The biennial event of a nationally significant American election is upon us with the US Midterms. All 435 seats in the House of Representatives and 35 of the 100 seats in the Senate are up for election on Tuesday. Joe Biden is so concerned he went campaigning last week and ramped up the rhetoric.

The Democrats are likely to lose control of the House of Representatives and the Upper House is on the brink. That (or rather the split government it will create) is bad news for investors, according to Unhedged’s Rob Armstrong. FT columnist Janan Ganesh blames the voters.

Would you like to know more? This Thursday, FT journalists Edward Luce, Rana Foroohar and James Politi will join veteran commentator Norm Ornstein for an exclusive event evaluating US interim results. Register today for free and you can pre-submit questions for our panel.

You can also subscribe to the Swamp Notes newsletter, which does an excellent job examining the intersection of money and power in American politics and is currently free to read.

across the atlantic, the COP27 meeting in Sharm el-Sheikh, Egypt provides a focus for climate change news in the coming days (and weeks).
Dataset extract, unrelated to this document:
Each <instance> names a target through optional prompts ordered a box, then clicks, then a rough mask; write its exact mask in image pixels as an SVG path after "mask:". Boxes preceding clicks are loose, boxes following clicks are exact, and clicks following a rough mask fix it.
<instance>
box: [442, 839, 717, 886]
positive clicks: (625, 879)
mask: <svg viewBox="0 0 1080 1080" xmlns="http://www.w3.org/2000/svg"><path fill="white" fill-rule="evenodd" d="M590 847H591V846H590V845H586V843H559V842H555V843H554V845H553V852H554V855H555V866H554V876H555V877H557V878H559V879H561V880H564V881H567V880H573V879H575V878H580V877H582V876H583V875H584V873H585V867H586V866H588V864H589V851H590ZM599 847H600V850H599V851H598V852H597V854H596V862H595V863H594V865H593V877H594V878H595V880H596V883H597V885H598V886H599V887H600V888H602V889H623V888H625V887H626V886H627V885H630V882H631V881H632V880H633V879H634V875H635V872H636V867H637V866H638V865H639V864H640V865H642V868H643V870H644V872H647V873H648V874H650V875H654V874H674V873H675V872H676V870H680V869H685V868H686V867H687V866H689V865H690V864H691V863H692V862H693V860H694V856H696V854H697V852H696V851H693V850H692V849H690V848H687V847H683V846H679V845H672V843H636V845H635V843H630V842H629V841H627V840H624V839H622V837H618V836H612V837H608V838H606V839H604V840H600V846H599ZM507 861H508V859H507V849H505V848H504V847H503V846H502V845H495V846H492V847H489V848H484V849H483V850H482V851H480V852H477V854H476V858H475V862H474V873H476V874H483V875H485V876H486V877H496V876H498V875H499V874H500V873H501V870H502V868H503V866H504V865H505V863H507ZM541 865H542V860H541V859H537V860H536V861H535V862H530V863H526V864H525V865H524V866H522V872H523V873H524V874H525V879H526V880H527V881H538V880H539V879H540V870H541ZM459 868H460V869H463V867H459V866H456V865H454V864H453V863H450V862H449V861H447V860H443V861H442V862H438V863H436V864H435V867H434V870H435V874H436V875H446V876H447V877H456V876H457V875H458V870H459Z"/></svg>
More than 100 world leaders will attend, including Rishi Sunak after finding time in his schedule but not King Charles.

Again, you can get more Findings from the FT. Starting Monday, FT Live will host a series of in-person, virtual and hybrid discussions featuring leading sustainability thinkers and senior FT journalists. Each will complement the themes set out in the Presidency’s program for the day. Register your interest here.

economic data

Inflation is the main focus of economic news this week with CPI and PPI updates from the US, China, Germany and Japan. Regardless of the US numbers, Fed Chair Jay Powell made it absolutely clear in his comments last week that his team will do whatever it takes to drive inflation out of the economy. The consensus is for a 0.7 percent increase in the US monthly figure to create an 8.1 percent annual figure.

The Bank of England’s bleak forecasts last Thursday that Britain is entering its longest recession since World War Two set the tone for this week’s big British economic news: the first estimate of third-quarter GDP on Friday. This is expected to show a decline of about 0.2 percent from the previous quarter.
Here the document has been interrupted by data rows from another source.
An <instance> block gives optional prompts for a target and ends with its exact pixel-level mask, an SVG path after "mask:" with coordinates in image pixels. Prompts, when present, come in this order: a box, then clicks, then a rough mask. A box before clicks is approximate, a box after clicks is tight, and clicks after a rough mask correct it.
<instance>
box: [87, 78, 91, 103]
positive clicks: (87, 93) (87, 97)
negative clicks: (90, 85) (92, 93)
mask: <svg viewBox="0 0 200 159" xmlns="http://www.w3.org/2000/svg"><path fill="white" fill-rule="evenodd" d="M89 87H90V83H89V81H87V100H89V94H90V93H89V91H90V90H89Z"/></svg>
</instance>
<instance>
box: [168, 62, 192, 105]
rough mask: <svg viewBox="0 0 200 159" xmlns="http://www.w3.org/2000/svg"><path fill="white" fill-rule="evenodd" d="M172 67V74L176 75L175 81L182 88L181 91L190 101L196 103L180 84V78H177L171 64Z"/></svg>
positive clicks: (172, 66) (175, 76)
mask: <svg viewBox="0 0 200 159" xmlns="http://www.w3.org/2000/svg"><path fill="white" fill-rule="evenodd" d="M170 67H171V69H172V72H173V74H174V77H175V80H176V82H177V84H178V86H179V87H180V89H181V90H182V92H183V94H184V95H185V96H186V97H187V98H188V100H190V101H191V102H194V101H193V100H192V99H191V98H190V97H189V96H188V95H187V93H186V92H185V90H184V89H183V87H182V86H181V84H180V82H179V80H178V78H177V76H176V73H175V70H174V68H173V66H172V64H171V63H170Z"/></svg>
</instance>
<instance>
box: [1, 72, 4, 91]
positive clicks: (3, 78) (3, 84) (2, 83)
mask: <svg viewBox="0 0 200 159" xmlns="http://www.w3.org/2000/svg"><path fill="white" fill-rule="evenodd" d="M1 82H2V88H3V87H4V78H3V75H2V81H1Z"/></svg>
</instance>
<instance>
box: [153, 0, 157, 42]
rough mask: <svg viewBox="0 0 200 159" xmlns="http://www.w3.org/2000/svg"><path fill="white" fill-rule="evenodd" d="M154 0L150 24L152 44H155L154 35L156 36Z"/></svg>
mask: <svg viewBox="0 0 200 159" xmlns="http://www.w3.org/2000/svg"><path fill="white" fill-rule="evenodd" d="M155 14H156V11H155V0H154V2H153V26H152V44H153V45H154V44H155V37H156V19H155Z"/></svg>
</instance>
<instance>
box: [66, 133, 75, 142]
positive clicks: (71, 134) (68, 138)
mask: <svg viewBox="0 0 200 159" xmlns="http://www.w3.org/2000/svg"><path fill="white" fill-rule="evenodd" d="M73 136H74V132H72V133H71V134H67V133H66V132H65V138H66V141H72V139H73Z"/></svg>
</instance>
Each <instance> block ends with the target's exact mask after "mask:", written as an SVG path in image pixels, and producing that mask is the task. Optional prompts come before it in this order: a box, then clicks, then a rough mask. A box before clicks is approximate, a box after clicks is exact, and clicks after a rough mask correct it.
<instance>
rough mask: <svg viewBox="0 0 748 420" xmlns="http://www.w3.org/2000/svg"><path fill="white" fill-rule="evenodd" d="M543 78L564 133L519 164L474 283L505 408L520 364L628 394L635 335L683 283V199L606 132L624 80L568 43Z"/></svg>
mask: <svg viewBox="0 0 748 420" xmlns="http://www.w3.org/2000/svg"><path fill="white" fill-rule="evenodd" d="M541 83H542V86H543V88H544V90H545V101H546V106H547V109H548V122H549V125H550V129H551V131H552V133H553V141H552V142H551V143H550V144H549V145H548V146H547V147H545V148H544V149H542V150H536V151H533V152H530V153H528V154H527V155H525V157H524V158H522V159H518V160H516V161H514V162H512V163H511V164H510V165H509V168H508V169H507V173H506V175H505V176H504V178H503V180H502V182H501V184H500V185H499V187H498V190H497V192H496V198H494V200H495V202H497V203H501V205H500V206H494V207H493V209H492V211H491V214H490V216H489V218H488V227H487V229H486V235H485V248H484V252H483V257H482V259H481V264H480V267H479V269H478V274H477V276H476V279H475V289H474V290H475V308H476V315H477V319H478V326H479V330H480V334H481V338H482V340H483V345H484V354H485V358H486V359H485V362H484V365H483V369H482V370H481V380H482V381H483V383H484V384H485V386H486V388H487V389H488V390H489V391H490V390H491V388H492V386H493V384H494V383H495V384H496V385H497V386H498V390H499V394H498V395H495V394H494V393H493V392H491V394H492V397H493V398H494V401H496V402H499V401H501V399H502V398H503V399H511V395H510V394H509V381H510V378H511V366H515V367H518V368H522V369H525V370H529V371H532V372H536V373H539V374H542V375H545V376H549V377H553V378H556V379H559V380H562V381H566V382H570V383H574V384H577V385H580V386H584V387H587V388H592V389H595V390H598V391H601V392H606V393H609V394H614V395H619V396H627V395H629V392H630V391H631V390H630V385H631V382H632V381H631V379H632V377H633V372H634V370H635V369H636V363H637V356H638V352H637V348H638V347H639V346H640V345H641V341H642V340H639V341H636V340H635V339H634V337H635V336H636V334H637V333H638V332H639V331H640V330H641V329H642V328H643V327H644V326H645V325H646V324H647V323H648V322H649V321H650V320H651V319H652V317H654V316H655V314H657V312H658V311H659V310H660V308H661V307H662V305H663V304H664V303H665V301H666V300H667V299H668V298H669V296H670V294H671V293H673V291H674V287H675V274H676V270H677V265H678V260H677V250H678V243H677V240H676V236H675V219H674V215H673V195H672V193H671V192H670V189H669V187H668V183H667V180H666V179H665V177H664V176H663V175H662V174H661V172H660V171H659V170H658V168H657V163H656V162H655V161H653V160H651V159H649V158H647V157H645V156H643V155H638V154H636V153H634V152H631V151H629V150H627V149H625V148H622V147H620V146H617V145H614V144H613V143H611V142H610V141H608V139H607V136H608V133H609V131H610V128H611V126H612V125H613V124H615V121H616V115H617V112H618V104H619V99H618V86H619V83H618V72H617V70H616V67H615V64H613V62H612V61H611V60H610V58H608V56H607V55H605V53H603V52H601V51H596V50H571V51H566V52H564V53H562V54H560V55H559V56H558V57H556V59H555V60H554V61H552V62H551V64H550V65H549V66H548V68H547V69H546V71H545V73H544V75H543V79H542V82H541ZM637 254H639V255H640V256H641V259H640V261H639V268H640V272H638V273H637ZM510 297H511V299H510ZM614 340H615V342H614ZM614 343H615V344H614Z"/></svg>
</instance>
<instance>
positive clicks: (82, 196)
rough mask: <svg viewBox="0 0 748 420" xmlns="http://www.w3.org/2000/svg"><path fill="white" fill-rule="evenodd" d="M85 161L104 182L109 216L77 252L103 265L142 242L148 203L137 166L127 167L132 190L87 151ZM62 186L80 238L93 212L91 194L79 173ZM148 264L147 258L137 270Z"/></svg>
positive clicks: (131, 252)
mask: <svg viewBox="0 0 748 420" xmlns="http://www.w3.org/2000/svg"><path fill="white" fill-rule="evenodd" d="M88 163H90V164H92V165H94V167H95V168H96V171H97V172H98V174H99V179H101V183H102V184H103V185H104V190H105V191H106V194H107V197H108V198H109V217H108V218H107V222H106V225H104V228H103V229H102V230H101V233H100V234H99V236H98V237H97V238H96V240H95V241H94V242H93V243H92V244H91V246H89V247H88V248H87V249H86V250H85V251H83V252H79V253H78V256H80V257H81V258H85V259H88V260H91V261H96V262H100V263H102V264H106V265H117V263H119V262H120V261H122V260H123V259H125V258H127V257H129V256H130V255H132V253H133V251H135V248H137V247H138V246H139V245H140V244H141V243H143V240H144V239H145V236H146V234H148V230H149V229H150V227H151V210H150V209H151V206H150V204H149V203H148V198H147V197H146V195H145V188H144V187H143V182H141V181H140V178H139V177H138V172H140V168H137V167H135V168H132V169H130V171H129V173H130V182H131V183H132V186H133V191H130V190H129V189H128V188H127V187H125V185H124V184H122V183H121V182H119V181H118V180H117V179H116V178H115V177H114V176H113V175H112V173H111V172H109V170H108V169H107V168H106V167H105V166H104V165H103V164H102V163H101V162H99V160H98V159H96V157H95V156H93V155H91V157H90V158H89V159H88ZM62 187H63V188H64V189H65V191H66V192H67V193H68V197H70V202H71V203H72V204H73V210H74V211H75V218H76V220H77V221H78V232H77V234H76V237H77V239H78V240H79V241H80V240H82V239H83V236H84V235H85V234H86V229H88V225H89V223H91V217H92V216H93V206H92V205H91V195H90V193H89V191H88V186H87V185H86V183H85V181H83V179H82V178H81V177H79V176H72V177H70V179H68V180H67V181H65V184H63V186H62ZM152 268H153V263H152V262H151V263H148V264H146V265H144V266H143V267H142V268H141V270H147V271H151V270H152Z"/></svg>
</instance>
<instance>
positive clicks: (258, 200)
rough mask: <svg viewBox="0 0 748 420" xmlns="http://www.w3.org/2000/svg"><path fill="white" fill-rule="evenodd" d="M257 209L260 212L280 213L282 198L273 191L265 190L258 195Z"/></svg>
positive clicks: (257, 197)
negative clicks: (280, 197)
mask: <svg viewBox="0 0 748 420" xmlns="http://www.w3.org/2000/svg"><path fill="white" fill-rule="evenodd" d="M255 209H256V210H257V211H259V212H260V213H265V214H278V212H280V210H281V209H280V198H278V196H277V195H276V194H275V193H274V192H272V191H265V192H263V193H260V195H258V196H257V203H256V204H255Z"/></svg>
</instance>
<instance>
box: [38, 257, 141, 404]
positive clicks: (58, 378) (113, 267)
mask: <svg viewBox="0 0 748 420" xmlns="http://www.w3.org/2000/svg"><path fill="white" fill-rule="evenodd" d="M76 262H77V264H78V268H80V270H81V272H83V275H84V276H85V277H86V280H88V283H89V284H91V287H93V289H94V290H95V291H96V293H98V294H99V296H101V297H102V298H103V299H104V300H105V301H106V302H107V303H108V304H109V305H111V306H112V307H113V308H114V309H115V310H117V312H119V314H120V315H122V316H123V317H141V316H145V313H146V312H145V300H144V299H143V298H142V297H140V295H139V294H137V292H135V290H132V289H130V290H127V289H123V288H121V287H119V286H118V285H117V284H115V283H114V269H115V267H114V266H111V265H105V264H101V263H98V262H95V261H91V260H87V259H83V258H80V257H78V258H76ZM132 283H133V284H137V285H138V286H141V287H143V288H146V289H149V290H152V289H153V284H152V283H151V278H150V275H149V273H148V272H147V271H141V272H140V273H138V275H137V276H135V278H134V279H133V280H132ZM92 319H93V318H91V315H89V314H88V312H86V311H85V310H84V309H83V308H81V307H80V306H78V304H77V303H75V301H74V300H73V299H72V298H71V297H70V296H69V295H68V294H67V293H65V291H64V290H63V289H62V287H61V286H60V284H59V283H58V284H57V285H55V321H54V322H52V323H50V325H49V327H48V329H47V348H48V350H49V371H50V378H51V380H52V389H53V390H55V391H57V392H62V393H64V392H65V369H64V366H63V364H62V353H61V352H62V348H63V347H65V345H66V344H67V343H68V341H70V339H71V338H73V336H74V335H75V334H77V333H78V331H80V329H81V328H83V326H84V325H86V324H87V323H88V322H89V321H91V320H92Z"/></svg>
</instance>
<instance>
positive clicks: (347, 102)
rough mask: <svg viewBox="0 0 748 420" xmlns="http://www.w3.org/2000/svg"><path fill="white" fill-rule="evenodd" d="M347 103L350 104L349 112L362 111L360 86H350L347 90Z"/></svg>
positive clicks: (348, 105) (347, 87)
With UK high street sales falling and rumors of a prolonged recession, UK retail is not in a good position. But this week could bring some calm – and we’re not just talking about it Return of free coffee at Waitrose.

Marks and Spencer will present its first results on Wednesday under new management after former CEO and CEO Steve Rowe retired over the summer. His successor, Stuart Machin, has already made his point on accelerating the store’s overhaul and redoubling cost-cutting efforts, so the focus will likely be on ongoing trade. Rival Next stuck to its full-year guidance last week after sustained sales in early autumn. M&S investors — who haven’t received a dividend since November 2019 — will hope Machin does, too.
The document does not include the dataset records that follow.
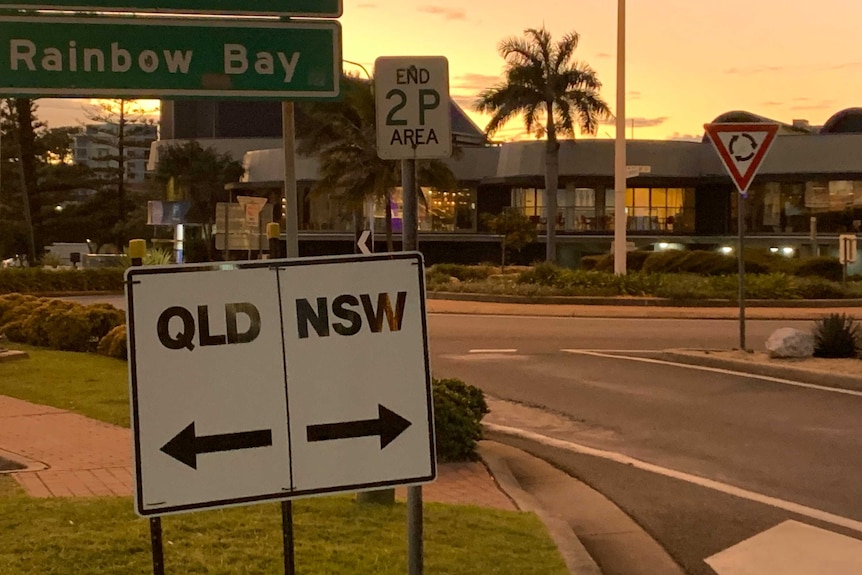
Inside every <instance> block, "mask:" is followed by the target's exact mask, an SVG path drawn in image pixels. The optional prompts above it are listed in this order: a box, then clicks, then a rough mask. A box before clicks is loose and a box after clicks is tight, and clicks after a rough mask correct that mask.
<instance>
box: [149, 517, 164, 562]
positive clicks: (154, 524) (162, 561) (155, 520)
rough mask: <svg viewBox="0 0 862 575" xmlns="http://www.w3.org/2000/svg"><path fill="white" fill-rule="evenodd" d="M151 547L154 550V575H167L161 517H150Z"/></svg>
mask: <svg viewBox="0 0 862 575" xmlns="http://www.w3.org/2000/svg"><path fill="white" fill-rule="evenodd" d="M150 546H151V547H152V549H153V575H165V554H164V550H163V549H162V518H161V517H150Z"/></svg>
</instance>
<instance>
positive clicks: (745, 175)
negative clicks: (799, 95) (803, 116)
mask: <svg viewBox="0 0 862 575" xmlns="http://www.w3.org/2000/svg"><path fill="white" fill-rule="evenodd" d="M704 128H705V129H706V133H707V134H708V135H709V138H710V140H712V144H713V146H714V147H715V150H716V152H718V157H719V158H720V159H721V162H722V164H724V167H725V169H726V170H727V172H728V173H729V174H730V177H731V179H733V183H734V184H736V189H737V190H738V191H739V196H738V198H737V209H736V215H737V219H736V221H737V234H738V241H737V252H738V253H737V262H738V269H739V348H740V349H741V350H745V349H746V347H745V254H744V251H745V243H744V241H745V199H746V198H747V197H748V188H749V186H750V185H751V181H752V180H753V179H754V176H755V175H756V174H757V171H758V170H759V169H760V165H761V163H762V162H763V158H764V157H766V152H768V151H769V148H770V146H771V145H772V142H773V141H774V140H775V135H776V134H777V133H778V124H706V125H704Z"/></svg>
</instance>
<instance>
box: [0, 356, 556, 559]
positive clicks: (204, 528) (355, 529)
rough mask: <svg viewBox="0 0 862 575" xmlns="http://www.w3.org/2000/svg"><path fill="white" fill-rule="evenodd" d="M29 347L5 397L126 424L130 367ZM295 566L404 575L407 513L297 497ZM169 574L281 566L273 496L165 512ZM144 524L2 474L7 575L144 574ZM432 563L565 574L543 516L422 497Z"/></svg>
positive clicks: (337, 499)
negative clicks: (229, 502)
mask: <svg viewBox="0 0 862 575" xmlns="http://www.w3.org/2000/svg"><path fill="white" fill-rule="evenodd" d="M8 347H11V348H17V349H26V350H27V351H28V352H29V353H30V359H26V360H19V361H12V362H4V363H0V395H9V396H12V397H17V398H20V399H24V400H27V401H31V402H34V403H42V404H46V405H52V406H55V407H60V408H63V409H69V410H73V411H75V412H78V413H81V414H83V415H87V416H89V417H93V418H95V419H100V420H102V421H107V422H110V423H115V424H117V425H125V426H128V425H129V407H128V384H127V381H128V375H127V366H126V363H125V362H123V361H119V360H114V359H109V358H104V357H100V356H96V355H92V354H82V353H73V352H58V351H48V350H44V349H38V348H29V347H24V346H18V345H15V344H10V345H9V346H8ZM293 507H294V536H295V546H296V565H297V572H298V573H300V574H302V575H317V574H319V575H339V574H344V575H359V574H363V573H369V574H372V573H373V574H375V575H378V574H380V575H387V574H392V575H396V574H398V575H400V574H403V573H405V572H406V571H407V559H406V547H407V543H406V530H407V527H406V526H407V521H406V512H405V507H404V505H403V504H396V505H395V506H392V507H386V506H377V505H363V506H360V505H358V504H357V503H356V502H355V501H354V499H353V498H352V497H350V496H336V497H323V498H316V499H304V500H300V501H296V502H294V505H293ZM162 524H163V529H164V534H163V541H164V546H165V562H166V573H167V574H169V575H180V574H183V575H197V574H207V575H215V574H219V575H258V574H260V575H269V574H273V575H275V574H281V573H283V570H282V554H281V549H282V544H281V512H280V507H279V505H277V504H273V503H265V504H260V505H251V506H246V507H240V508H233V509H226V510H217V511H205V512H198V513H189V514H183V515H177V516H168V517H164V518H163V519H162ZM147 525H148V524H147V521H146V520H144V519H141V518H139V517H137V516H136V515H135V514H134V512H133V505H132V500H131V498H128V497H110V498H89V499H66V498H54V499H35V498H31V497H29V496H27V495H26V494H24V492H23V490H22V489H21V488H20V487H18V486H17V484H16V483H15V482H14V481H13V480H12V479H11V478H10V477H8V476H5V475H0V534H2V536H0V575H20V574H22V573H39V574H51V575H66V574H68V575H78V574H81V573H86V574H87V575H133V574H142V575H148V574H150V573H152V563H151V561H152V559H151V555H150V546H149V531H148V526H147ZM424 531H425V537H424V546H425V570H426V572H428V573H441V574H443V573H445V574H447V575H462V574H463V575H468V574H469V575H474V574H475V575H485V574H487V573H494V574H498V575H525V574H536V575H556V574H559V575H565V574H566V573H567V570H566V568H565V565H564V563H563V561H562V559H561V557H560V555H559V552H558V551H557V549H556V547H555V546H554V544H553V542H552V541H551V539H550V538H549V537H548V535H547V531H546V530H545V528H544V526H543V525H542V524H541V522H540V521H539V519H538V518H537V517H536V516H535V515H533V514H530V513H519V512H513V511H498V510H492V509H483V508H479V507H472V506H453V505H443V504H435V503H426V504H425V509H424Z"/></svg>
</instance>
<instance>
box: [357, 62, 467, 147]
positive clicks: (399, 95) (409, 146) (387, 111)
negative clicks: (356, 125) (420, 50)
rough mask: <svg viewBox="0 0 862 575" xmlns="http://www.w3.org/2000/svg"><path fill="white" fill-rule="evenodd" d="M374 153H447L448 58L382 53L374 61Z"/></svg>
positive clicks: (447, 112) (449, 110) (449, 128)
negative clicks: (375, 151) (375, 112)
mask: <svg viewBox="0 0 862 575" xmlns="http://www.w3.org/2000/svg"><path fill="white" fill-rule="evenodd" d="M374 94H375V96H374V99H375V107H376V113H377V155H378V156H379V157H380V158H382V159H384V160H409V159H428V158H448V157H449V156H451V155H452V117H451V115H450V114H451V113H450V110H449V61H448V60H446V58H444V57H442V56H404V57H401V56H398V57H394V56H388V57H381V58H378V59H377V60H375V62H374Z"/></svg>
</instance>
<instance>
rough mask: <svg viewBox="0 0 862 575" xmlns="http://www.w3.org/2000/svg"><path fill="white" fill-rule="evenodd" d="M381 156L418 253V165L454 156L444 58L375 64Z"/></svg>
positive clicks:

WHSmith profits are expected to rebound as the world travel industry recovers from Covid lockdowns. Travel revenue, much of which comes from airport deals, was already well above pre-pandemic levels when it was last updated in early September. Meanwhile, there were few signs of a slowdown in airport-Dufry group Dufry’s quarterly results last week.

The main constraint is capacity limits at major airports, particularly London Heathrow. No doubt there will be more discussion on Monday when Ryanair reports its first half-year figures. Low-cost airlines like Ryanair are having to adapt to the end of low-cost travel, and the response has been to try to take business away from the more expensive airlines.

The end of the season tech results news is likely to continue the gloomy sentiment. Lyft, which reported Monday, announced significant job cuts last week, the second round of layoffs in recent months. Lyft isn’t the only tech company tightening its belt, but things aren’t looking good for ride-hailing service, a smaller competitor to Uber, which is also selling its vehicle services business.

Elsewhere we have a number of updates for drugmakers. BioNTech, reporting Monday, is among several Covid-19 vaccine makers that have begun raising the price of their vaccines amid concerns about falling demand in 2023. Airfinity, a health data analysis group, is forecasting Covid vaccine sales to fall by about a fifth to $47 billion next year. There are also concerns about AstraZeneca, which will release third-quarter figures on Thursday after the nasal version of its Covid vaccine failed in trials. Better news is expected from German pharmaceutical and chemical group Bayer, whose figures will be released on Tuesday.